In [1]:
# # Install LangChain and PyPDF if not already installed
# !pip install langchain pypdf

# Import PyPDFLoader
from langchain_community.document_loaders import PyPDFLoader

# Path to your PDF file
file_path = "data/365_Data_Science_Courses.pdf"

# Create loader instance
loader = PyPDFLoader(file_path)

# Load the PDF
pages_pdf = loader.load()

# Check the length
print("Number of documents (pages) in pages_pdf:", len(pages_pdf))


Number of documents (pages) in pages_pdf: 3


In [2]:
from langchain.text_splitter import MarkdownHeaderTextSplitter

# Step 1: Combine all PDF page contents into a single string
pages_string = ""
for page in pages_pdf:
    pages_string += page.page_content + "\n"

# Step 2: Define headers for splitting
headers = [
    ("#", "Course Title"),
    ("##", "Lecture Title")
]

# Step 3: Create MarkdownHeaderTextSplitter instance
md_splitter = MarkdownHeaderTextSplitter(headers_to_split_on=headers)

# Step 4: Apply the split_text() method
pages_md_split = md_splitter.split_text(pages_string)

# Step 5: Print the length
print("Length of pages_md_split:", len(pages_md_split))

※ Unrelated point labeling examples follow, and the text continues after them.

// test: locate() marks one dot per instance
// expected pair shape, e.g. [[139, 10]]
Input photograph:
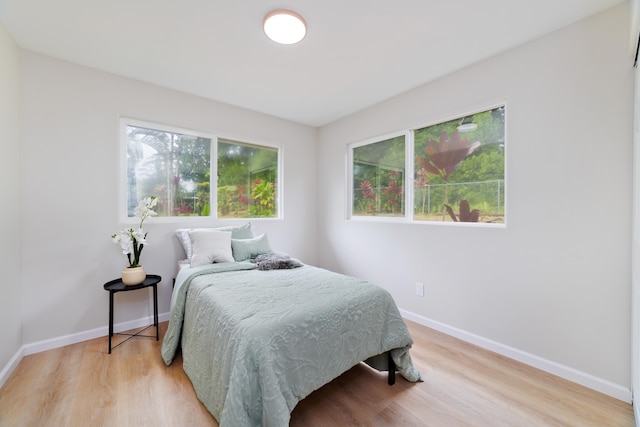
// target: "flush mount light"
[[284, 26]]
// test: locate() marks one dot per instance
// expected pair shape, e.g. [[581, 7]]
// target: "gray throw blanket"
[[274, 261]]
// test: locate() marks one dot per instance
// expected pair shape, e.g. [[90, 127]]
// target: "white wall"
[[10, 211], [555, 283], [70, 180]]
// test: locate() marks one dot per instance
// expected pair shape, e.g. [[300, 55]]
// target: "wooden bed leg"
[[392, 370]]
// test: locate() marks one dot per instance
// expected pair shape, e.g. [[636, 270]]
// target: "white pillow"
[[237, 232], [209, 246]]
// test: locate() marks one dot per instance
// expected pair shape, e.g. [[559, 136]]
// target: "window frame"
[[409, 216], [408, 143], [122, 204]]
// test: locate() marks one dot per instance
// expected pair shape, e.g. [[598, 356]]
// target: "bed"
[[255, 341]]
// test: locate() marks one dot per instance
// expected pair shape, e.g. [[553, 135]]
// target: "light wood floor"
[[81, 385]]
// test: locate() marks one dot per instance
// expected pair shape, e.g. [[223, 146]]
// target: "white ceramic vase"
[[133, 275]]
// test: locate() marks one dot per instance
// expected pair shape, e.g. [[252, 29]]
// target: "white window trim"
[[123, 218], [410, 173], [349, 193]]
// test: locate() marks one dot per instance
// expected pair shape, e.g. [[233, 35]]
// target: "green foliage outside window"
[[462, 159], [458, 172], [378, 178], [176, 168]]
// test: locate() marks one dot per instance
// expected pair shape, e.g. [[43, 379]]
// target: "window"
[[177, 166], [378, 178], [247, 178], [458, 170]]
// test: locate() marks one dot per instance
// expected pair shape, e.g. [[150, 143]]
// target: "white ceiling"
[[356, 52]]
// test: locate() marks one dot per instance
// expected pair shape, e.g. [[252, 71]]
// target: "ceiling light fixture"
[[284, 26]]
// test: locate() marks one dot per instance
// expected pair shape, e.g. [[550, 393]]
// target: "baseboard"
[[598, 384], [11, 366], [52, 343]]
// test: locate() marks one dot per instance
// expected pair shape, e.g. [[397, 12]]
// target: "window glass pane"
[[247, 180], [172, 166], [459, 169], [378, 178]]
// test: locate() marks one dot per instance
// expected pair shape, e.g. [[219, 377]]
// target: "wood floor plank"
[[82, 385]]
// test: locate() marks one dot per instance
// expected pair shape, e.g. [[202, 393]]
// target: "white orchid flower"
[[132, 241]]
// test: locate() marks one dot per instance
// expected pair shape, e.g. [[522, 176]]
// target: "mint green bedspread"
[[255, 343]]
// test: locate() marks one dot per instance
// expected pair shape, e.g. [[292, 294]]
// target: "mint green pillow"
[[244, 249]]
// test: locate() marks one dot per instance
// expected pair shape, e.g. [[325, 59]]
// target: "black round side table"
[[116, 285]]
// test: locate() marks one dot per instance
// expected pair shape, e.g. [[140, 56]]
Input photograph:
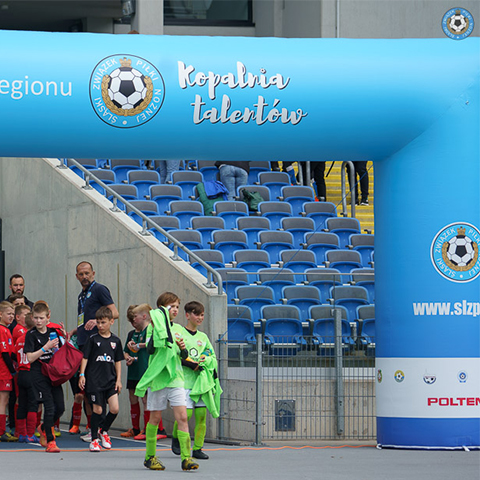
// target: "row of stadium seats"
[[283, 333]]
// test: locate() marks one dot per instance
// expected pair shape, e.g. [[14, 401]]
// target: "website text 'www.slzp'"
[[445, 308]]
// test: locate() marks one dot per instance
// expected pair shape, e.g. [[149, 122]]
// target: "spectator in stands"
[[318, 173], [362, 173], [93, 296], [17, 286], [233, 175], [166, 168]]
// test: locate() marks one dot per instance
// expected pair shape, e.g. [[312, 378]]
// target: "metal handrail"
[[146, 221], [351, 174]]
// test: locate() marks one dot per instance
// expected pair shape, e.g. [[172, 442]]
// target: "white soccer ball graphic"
[[127, 88], [457, 23], [460, 251]]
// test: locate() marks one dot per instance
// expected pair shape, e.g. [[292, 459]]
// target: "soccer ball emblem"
[[457, 23], [460, 251], [127, 88]]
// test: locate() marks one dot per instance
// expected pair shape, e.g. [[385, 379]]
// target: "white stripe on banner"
[[428, 387]]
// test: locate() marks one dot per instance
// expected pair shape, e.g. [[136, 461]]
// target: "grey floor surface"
[[316, 460]]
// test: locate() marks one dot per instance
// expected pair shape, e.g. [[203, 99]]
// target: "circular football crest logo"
[[399, 376], [126, 91], [458, 23], [454, 252]]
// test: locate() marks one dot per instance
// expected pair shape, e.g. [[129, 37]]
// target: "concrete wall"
[[50, 224]]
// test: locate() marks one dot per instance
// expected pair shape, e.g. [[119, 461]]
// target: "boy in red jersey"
[[39, 347], [26, 418], [20, 328], [7, 370]]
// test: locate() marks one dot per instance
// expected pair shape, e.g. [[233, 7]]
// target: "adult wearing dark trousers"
[[93, 296], [362, 173]]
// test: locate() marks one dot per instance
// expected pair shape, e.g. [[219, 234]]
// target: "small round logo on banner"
[[429, 379], [126, 91], [457, 23], [454, 252]]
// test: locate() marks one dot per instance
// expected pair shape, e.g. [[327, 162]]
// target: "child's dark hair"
[[104, 312], [40, 307], [29, 323], [194, 307], [130, 313], [20, 308], [167, 298]]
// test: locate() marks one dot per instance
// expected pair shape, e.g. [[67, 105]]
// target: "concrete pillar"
[[148, 17]]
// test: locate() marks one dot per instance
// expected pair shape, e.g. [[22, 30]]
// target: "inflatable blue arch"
[[411, 106]]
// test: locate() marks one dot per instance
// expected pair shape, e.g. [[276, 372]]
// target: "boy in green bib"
[[164, 380], [201, 382]]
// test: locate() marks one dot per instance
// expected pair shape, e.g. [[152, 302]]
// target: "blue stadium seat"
[[343, 227], [343, 260], [189, 238], [252, 226], [275, 211], [274, 181], [350, 297], [255, 169], [276, 278], [165, 222], [230, 211], [255, 297], [298, 227], [274, 242], [302, 297], [323, 279], [122, 167], [147, 207], [143, 180], [212, 258], [319, 212], [365, 277], [164, 194], [228, 242], [283, 329], [364, 244], [206, 226], [185, 210], [320, 243], [231, 279], [296, 196], [187, 180]]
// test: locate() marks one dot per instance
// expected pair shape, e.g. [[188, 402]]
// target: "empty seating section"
[[319, 212], [285, 269]]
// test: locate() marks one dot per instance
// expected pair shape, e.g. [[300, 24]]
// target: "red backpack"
[[63, 365]]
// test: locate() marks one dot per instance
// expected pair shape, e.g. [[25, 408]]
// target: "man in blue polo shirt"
[[93, 296]]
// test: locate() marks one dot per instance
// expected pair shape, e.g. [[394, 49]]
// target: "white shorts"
[[157, 401], [191, 403]]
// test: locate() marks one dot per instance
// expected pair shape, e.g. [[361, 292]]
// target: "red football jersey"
[[6, 345], [23, 363], [18, 331]]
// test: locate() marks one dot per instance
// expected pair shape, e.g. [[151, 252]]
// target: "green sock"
[[151, 439], [184, 440], [175, 425], [200, 427]]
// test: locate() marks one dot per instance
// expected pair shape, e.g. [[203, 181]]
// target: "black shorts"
[[101, 397], [132, 384]]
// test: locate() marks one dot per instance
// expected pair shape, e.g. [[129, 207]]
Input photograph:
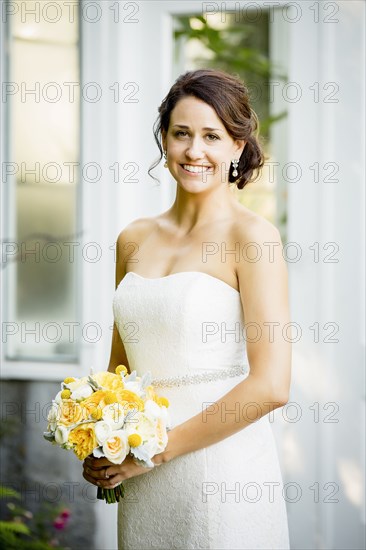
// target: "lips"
[[196, 168]]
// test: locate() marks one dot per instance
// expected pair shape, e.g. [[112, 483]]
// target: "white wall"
[[319, 212]]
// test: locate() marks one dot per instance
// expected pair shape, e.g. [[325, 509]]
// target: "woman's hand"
[[105, 474]]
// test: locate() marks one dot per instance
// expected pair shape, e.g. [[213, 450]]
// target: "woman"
[[201, 293]]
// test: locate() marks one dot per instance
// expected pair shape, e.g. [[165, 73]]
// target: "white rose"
[[116, 447], [143, 425], [61, 435], [161, 436], [81, 392], [114, 415], [135, 387], [102, 431], [53, 416], [152, 409]]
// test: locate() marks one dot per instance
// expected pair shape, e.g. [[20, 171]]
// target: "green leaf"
[[13, 527], [8, 492]]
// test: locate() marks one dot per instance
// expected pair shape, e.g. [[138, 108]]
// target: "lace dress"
[[187, 330]]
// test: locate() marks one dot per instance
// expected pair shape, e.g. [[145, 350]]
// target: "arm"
[[264, 296], [128, 239], [118, 354]]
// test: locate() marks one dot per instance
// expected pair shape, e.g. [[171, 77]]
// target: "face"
[[199, 148]]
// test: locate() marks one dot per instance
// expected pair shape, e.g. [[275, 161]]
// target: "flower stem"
[[111, 496]]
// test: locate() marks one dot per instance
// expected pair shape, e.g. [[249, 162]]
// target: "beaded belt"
[[188, 379]]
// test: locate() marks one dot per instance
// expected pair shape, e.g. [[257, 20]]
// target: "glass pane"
[[43, 112]]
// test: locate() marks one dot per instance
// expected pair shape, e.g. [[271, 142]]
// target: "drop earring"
[[235, 163]]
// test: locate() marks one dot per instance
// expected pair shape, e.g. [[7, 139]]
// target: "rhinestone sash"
[[187, 379]]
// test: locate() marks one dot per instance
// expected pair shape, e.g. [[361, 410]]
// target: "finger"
[[91, 479], [97, 463]]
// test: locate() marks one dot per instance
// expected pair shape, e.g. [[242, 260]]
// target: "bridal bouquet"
[[110, 415]]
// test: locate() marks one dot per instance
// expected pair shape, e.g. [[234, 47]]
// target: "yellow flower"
[[163, 402], [65, 394], [110, 397], [121, 369], [134, 440], [71, 412], [94, 404], [84, 440], [96, 413], [131, 397], [109, 381]]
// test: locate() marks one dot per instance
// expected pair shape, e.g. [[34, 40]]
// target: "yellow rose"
[[71, 412], [131, 397], [121, 369], [84, 440], [94, 403], [134, 440], [163, 402], [116, 447], [109, 381]]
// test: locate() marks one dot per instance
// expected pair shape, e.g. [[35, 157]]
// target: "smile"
[[194, 169]]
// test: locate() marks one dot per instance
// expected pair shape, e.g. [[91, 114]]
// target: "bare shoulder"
[[250, 227], [129, 242], [136, 231]]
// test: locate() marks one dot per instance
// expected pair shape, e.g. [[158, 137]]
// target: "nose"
[[194, 150]]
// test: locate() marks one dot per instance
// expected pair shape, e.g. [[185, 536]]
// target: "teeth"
[[195, 169]]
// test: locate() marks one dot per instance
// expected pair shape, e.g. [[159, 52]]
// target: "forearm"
[[244, 404]]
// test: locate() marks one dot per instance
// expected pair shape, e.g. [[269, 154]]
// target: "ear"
[[163, 139], [240, 146]]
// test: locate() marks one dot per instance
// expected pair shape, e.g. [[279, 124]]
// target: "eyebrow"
[[206, 128]]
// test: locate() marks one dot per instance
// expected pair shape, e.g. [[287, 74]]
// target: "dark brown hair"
[[229, 97]]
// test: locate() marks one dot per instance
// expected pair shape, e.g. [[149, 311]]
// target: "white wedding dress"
[[228, 495]]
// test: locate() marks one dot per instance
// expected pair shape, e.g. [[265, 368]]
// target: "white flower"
[[102, 431], [61, 435], [114, 415], [116, 447], [152, 409], [135, 387], [53, 416], [143, 425], [81, 392]]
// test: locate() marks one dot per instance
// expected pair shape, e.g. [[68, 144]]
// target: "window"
[[40, 181]]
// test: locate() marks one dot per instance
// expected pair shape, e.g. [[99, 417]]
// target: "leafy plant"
[[24, 531]]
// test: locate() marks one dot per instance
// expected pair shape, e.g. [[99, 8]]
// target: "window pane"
[[43, 115]]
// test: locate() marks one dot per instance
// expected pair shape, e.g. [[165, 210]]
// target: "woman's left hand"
[[105, 474]]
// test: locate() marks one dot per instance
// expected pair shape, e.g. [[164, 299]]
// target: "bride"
[[205, 286]]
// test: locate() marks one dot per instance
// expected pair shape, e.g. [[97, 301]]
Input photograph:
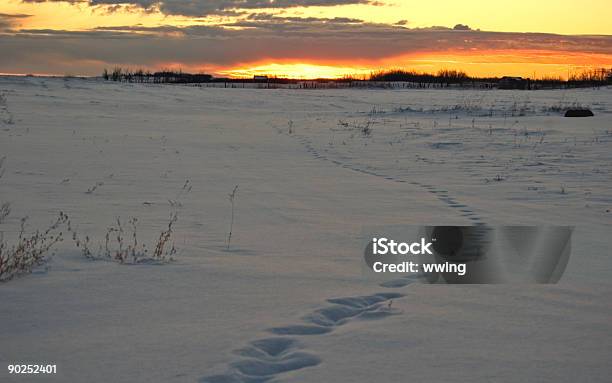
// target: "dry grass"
[[30, 250], [121, 244]]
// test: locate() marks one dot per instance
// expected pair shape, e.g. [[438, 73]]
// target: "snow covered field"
[[287, 302]]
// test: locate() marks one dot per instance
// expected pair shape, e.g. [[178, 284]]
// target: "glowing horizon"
[[339, 38]]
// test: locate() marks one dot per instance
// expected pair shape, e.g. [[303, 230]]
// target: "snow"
[[288, 301]]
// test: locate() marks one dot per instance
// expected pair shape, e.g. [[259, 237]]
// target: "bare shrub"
[[121, 244], [30, 250]]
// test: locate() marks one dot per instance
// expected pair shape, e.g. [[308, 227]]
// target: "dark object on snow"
[[578, 113]]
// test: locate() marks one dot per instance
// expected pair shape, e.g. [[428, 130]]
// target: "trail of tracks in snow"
[[265, 359]]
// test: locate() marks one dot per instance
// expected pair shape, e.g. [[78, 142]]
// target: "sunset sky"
[[305, 38]]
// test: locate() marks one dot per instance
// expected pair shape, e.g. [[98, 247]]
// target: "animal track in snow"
[[263, 360]]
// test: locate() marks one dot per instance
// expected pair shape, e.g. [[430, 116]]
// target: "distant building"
[[508, 82]]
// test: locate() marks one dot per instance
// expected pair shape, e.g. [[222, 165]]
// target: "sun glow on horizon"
[[302, 71], [527, 63]]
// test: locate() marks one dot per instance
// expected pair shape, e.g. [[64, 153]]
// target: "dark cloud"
[[11, 20], [210, 7], [262, 38]]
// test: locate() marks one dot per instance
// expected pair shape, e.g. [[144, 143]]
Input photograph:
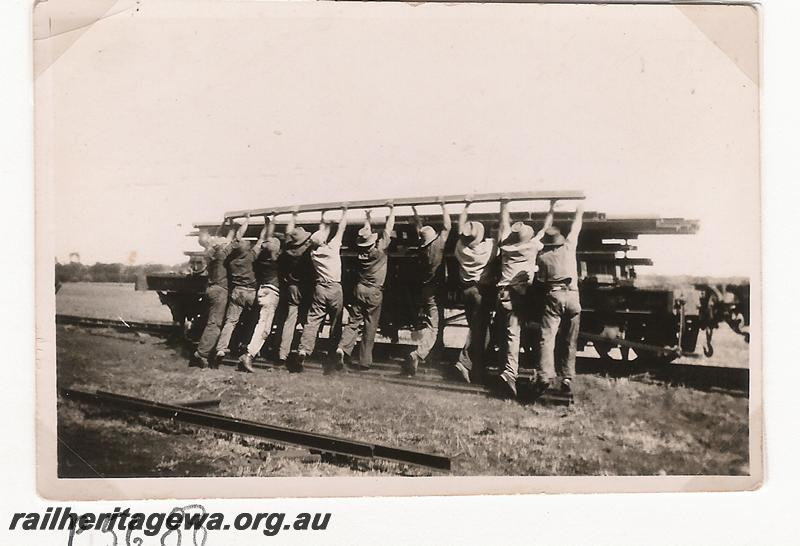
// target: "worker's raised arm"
[[577, 223], [269, 225], [368, 219], [505, 220], [448, 223], [389, 227], [263, 234], [243, 226], [290, 225], [548, 221], [231, 231], [417, 219], [337, 239], [462, 218]]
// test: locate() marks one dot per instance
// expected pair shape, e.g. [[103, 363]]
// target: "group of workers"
[[503, 277]]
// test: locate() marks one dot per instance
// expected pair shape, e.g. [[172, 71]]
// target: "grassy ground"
[[617, 426], [110, 300]]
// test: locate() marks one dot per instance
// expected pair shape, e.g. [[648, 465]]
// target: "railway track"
[[325, 443], [703, 377]]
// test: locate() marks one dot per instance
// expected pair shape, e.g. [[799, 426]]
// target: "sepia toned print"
[[527, 261]]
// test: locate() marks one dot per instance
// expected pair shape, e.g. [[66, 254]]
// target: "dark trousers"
[[327, 301], [558, 340], [294, 297], [511, 306], [366, 312], [241, 298], [217, 302], [478, 302], [429, 317]]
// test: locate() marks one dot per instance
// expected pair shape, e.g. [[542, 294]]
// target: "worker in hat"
[[217, 250], [243, 280], [475, 254], [327, 298], [557, 276], [297, 278], [519, 246], [268, 294], [371, 275], [430, 255]]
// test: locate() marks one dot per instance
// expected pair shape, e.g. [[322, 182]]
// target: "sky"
[[165, 113]]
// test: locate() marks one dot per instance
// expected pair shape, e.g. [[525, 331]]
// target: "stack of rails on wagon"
[[521, 280]]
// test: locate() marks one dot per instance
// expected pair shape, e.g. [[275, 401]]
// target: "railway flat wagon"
[[620, 319]]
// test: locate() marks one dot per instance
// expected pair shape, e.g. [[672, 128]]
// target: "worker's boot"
[[246, 363]]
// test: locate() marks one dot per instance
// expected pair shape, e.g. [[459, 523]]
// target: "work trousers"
[[429, 315], [241, 299], [478, 302], [268, 299], [366, 312], [510, 307], [327, 301], [294, 297], [217, 302], [559, 337]]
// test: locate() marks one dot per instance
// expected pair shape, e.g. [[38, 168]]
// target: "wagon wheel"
[[605, 352]]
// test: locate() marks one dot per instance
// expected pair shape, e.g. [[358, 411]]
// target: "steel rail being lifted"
[[415, 201], [312, 440]]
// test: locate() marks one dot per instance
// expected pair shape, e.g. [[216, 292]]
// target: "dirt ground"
[[616, 427]]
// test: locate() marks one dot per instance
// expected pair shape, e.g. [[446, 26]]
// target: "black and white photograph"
[[495, 245]]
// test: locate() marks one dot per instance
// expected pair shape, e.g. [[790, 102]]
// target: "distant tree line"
[[100, 272]]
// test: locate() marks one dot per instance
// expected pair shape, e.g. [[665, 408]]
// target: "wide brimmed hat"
[[472, 233], [366, 237], [520, 233], [427, 235], [553, 237], [297, 237]]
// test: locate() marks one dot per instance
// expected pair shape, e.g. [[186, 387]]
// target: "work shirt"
[[473, 262], [294, 264], [216, 256], [327, 262], [266, 264], [372, 262], [240, 266], [559, 263], [429, 261], [518, 262]]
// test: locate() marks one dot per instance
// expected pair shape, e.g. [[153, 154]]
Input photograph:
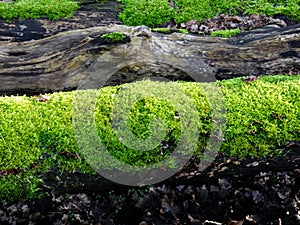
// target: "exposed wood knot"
[[141, 31]]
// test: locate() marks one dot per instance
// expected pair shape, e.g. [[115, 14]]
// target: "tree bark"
[[83, 59], [222, 167]]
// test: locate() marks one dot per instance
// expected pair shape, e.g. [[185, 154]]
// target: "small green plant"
[[113, 37], [225, 33], [51, 9]]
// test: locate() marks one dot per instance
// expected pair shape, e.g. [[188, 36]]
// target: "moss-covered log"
[[63, 61], [40, 146]]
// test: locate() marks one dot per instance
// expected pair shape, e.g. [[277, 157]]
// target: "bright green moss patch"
[[113, 37], [155, 12], [51, 9], [226, 33], [38, 137], [261, 115]]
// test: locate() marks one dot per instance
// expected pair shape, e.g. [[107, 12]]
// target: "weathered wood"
[[222, 168], [82, 59]]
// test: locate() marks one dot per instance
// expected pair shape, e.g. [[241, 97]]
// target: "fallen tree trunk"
[[223, 167], [83, 59]]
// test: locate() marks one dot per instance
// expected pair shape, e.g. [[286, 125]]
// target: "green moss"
[[113, 37], [162, 30], [225, 33], [38, 137], [155, 12], [183, 31], [51, 9]]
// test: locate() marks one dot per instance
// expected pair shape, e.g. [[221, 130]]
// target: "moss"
[[113, 37], [38, 137], [162, 30], [51, 9], [183, 31], [156, 12], [226, 33]]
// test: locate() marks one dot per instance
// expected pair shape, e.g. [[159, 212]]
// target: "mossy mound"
[[37, 135], [157, 12]]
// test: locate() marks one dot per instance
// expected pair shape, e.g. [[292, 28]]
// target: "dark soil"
[[231, 191]]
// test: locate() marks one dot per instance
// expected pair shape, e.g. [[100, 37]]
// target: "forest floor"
[[231, 191]]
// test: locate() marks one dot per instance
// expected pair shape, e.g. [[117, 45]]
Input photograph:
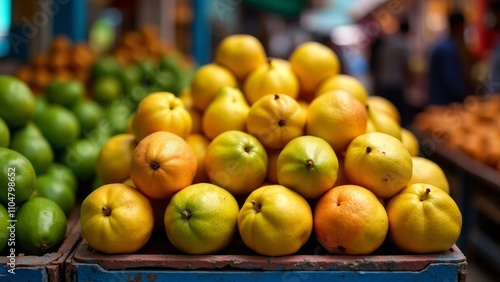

Length of pages_md_split: 4


In [3]:
from langchain.text_splitter import CharacterTextSplitter

# Create the CharacterTextSplitter
char_splitter = CharacterTextSplitter(
    separator=". ",      # ensures we split on sentence boundaries
    chunk_size=400,      # max length per chunk
    chunk_overlap=0,     # no characters repeated across chunks
)

# Apply split_documents on pages_md_split
pages_char_split = char_splitter.split_documents(pages_md_split)

# Print length of resulting list
print("Length of pages_char_split:", len(pages_char_split))


Length of pages_char_split: 17


In [None]:
# installs (if needed)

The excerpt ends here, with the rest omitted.